March 20, 2015 // By Christoph Hammerschmidt
Within the decade ahead, the price level for traction batteries will decline by 75 percent, predicted Bosch CEO Volkmar Denner at the technology congress of the German Automotive Industry Association (VDA). At the same time, electronic systems will contribute to significantly improve the energy efficiency of vehicles.

In his keynote speech at the VDA congress on March 19, Denner held out the prospect of doubling the energy density of Li-ion batteries by 2020. During the same period, the price level could well decline by 50 percent, Denner said. In the long term, the Bosch rainmaker expects further battery capacity improvements to about 300 to 400 Watt hours per kilogram (Wh/kg). The material of choice for these improvements will be bi-energy NCM, a chemistry basically known today.

"Electromobility must be driven through its fascination", Denner said, showing a Bosch video of newcomers who for the first time drove an electric vehicle and exhibited strong signs of enthusiasm thereafter. Nevertheless, the reality is different: For the time being, electric powertrains are becoming indispensible because the European Community stipulates ever-tighter carbon dioxide emission limits. "To reach these specifications, the automotive industry will need more plug-in hybrids, in particular for heavy cars sile SUVs", Denner said.

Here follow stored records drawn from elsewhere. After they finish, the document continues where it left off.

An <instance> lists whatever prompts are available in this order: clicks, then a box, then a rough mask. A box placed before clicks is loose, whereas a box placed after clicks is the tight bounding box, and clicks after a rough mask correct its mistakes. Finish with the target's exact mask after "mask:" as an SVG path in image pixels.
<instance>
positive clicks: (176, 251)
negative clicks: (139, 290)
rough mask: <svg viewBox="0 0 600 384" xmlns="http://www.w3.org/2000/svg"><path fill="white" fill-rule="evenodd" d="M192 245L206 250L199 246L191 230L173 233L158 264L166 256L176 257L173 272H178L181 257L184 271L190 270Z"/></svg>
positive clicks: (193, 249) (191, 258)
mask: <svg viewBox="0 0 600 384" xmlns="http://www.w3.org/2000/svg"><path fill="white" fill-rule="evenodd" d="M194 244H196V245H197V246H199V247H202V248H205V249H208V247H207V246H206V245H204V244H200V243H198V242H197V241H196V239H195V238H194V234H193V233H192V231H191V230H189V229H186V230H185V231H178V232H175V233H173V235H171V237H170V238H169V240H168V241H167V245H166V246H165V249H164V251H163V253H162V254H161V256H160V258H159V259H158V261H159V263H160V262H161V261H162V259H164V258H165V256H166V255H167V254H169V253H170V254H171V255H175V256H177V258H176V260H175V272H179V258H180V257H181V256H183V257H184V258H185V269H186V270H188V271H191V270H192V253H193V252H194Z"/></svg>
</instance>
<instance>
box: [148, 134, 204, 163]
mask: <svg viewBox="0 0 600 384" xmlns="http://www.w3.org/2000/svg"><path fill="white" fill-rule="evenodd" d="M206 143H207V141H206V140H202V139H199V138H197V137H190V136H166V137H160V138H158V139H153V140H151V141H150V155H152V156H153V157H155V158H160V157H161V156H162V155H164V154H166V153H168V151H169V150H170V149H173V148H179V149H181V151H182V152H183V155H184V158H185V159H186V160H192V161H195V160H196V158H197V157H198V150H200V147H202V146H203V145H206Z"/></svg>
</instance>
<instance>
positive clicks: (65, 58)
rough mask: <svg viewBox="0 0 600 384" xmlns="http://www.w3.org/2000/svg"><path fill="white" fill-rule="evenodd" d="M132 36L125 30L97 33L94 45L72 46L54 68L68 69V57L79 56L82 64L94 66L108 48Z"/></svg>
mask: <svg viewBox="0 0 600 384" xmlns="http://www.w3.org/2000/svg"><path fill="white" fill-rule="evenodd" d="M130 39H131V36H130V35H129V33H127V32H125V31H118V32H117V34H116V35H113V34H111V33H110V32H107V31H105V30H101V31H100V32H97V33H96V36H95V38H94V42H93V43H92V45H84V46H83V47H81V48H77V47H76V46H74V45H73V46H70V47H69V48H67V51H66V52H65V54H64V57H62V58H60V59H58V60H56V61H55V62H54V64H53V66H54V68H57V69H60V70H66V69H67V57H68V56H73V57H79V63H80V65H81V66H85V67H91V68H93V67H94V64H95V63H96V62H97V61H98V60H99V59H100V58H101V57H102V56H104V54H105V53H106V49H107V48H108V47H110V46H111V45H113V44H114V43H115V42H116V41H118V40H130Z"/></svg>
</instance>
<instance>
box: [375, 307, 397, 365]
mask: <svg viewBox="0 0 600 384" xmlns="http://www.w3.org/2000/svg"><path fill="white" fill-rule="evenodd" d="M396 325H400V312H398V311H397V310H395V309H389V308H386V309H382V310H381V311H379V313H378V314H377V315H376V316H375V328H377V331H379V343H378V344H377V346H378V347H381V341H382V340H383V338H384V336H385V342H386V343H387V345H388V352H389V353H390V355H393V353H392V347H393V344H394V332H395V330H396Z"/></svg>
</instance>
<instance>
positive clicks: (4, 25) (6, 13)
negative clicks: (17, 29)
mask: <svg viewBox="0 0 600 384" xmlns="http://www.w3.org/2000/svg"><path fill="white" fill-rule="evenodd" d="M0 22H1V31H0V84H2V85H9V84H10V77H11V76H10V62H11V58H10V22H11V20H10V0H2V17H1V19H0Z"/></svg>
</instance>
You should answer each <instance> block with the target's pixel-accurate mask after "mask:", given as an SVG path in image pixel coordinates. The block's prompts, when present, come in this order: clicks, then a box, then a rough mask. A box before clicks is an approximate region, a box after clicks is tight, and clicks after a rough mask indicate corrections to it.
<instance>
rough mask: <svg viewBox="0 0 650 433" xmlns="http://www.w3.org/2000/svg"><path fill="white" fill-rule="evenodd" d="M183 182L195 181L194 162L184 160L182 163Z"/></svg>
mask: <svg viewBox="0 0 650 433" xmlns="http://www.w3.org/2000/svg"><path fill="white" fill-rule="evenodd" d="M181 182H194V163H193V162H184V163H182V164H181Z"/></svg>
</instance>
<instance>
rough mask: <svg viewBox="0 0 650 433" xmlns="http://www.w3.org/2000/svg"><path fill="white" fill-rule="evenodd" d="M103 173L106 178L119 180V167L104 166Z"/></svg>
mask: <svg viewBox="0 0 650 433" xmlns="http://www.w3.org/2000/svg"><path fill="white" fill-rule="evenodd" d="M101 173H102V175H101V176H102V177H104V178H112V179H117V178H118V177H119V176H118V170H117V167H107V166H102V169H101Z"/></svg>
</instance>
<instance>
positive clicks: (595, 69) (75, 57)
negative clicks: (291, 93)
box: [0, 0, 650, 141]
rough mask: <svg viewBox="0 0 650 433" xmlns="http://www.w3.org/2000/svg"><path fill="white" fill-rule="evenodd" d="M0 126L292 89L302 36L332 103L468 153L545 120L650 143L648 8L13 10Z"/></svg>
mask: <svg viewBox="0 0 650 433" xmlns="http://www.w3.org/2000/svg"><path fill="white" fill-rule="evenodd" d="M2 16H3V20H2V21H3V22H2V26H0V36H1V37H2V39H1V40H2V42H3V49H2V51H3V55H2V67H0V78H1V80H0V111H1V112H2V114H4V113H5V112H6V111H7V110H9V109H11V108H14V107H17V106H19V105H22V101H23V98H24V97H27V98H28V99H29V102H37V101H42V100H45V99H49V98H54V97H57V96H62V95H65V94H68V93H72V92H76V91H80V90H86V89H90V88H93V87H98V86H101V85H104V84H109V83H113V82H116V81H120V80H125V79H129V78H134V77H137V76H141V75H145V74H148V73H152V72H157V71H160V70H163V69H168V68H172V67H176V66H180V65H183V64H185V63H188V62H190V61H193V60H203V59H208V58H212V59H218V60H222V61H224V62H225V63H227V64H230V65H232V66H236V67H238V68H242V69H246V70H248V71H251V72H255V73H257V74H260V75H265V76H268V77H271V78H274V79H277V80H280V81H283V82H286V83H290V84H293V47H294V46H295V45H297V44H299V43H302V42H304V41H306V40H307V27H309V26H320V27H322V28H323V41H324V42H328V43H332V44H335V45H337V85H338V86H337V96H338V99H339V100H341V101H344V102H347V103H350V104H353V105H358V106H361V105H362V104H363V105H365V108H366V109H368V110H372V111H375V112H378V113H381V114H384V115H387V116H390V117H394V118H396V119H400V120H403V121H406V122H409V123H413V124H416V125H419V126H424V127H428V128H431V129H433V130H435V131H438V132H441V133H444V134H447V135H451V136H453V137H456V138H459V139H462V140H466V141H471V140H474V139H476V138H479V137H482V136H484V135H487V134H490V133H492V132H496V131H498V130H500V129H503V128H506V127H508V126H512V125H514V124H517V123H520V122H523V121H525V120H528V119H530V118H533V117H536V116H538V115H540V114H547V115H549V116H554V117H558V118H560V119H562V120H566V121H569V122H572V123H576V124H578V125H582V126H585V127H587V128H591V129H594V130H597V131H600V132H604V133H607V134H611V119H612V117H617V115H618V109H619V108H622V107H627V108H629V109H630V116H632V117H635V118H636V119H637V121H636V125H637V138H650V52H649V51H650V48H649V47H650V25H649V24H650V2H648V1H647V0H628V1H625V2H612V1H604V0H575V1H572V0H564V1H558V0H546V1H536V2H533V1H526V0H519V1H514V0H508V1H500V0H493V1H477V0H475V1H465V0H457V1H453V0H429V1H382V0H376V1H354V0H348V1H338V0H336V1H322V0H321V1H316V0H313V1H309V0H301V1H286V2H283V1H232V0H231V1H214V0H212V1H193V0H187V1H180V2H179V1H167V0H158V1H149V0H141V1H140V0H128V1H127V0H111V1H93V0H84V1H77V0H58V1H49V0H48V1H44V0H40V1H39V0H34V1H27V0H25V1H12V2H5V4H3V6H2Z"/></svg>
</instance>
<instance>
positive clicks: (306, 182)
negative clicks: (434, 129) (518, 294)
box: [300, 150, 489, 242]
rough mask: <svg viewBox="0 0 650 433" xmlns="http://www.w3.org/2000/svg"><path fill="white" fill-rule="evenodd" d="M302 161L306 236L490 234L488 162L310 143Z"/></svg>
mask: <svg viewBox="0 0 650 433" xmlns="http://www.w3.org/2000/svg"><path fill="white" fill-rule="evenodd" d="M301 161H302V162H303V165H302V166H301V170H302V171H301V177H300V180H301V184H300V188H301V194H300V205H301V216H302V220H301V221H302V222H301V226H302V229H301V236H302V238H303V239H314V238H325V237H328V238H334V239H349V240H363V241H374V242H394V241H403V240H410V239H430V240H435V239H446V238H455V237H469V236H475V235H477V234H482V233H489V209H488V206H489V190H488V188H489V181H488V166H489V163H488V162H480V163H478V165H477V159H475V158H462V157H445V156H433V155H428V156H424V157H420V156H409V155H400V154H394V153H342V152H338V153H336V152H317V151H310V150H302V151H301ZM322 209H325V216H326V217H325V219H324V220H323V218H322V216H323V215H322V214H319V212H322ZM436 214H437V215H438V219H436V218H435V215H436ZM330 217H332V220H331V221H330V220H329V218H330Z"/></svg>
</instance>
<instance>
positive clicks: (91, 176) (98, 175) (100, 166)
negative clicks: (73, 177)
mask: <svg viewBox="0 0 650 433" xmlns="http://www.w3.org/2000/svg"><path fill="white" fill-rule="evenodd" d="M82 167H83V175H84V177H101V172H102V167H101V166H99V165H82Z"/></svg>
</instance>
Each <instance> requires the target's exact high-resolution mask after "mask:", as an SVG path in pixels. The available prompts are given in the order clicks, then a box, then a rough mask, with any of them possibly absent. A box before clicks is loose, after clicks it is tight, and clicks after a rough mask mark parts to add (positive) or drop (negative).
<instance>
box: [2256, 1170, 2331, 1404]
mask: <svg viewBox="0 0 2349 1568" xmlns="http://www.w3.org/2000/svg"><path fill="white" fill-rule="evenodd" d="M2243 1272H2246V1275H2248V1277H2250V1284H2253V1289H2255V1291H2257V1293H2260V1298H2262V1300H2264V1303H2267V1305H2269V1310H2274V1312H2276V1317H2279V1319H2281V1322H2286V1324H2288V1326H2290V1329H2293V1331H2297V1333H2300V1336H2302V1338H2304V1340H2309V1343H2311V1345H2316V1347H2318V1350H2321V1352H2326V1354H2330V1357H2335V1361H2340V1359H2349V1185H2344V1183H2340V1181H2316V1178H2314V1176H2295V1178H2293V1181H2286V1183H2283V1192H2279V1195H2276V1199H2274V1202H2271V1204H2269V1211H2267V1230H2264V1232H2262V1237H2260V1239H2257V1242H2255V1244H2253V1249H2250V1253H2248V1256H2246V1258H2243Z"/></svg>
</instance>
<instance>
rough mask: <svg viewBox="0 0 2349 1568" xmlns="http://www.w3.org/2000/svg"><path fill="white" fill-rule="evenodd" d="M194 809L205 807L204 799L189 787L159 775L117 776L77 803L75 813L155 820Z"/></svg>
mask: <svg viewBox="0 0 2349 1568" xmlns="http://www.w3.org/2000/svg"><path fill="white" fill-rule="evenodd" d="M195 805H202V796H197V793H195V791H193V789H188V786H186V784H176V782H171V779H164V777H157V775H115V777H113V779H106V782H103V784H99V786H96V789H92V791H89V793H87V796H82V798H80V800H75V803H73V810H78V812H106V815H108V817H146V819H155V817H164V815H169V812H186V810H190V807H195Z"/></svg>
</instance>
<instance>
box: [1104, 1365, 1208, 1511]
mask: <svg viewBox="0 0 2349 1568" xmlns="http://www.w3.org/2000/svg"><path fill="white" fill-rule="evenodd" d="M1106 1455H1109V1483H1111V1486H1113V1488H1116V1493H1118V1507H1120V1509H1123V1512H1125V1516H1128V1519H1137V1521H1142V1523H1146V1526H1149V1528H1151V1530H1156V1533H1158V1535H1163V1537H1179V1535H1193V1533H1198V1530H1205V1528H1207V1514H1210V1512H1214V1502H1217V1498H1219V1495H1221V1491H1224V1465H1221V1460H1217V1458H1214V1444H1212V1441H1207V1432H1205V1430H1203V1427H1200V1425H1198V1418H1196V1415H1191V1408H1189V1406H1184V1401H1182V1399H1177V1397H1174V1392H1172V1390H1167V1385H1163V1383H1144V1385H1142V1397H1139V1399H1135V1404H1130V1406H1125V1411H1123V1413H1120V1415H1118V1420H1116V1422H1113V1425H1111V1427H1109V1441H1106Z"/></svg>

The Bosch CEO also highlighted the significance of networked cars to improve the efficiency of conventional, and even more so, the electric vehicle. "The best electric car is the connected one", he said. "Networking is the key to CO2 reduction". Denner referred to technologies like the "electron horizon" that makes the car and its driver aware of the topology and the traffic. For example, a PHV using the electronic horizon would be able to climb up an extended slope purely on electric power (and thus without local emissions) if it is aware that within the range of its batteries it would encounter a downhill stretch that would allow to recharge the batteries. "The electronic horizon sees farther than any driver", he said. Also measures to keep the traffic flowing would contribute to better fuel energy, he said, citing vehicle-to-infrastructure (V2I) technologies to enter series maturity within the years to come.